Siddhartha, who is the owner of India’s largest coffee chain Cafe Coffee Day (CCD) was most recently in the news following a 2017 investigation for tax evasion.

According to a Times of India report, from that time  India’s Income Tax Department conducted raids on just over two dozen properties belonging to Siddartha across the country, including in Bengaluru, Hassan, Chikkamagaluru, Chennai and Mumbai.

The report said, he also admitted to concealing Rs 650 Crore, equivalent to just under US$100 million, in income.

“The detection of undisclosed income is expected to be much higher since there are a number of other issues, including violations of other statutes on which there is no disclosure, but relevant evidence has been found. These will be pursued effectively with vigour, energy and imagination,” the Income Tax Department is quoted as saying in a statement on the raids.

VHPI is a subsidiary of CCD.

CCD, through its Dark Forest subsidiary, in 2010 acquired the State Forest Exploratory Permit for 391,853 hectares of forest originally awarded in 2007 to US-based Simon and Shock International Logging Incorporated (SSILI), after buying out SSILI. Subsequently, Dark Forest acquired the 345,961 hectares concession which was originally assigned to Caribbean Resources Limited (CRL).

The company had been harvesting and exporting logs.

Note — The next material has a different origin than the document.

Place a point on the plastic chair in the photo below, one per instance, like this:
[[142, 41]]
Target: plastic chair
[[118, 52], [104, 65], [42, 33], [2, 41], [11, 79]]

Siddhartha had said in 2012 that a processing centre for logs would be set up here but the main facility would be in India. There had been concern about the company’s failure to fulfill promised value-added production but up to last year, the Ministry of Natural Resources said it was satisfied that VHPI had started “value added initiatives.” It had also said that the company was looking to ramp up lumber production.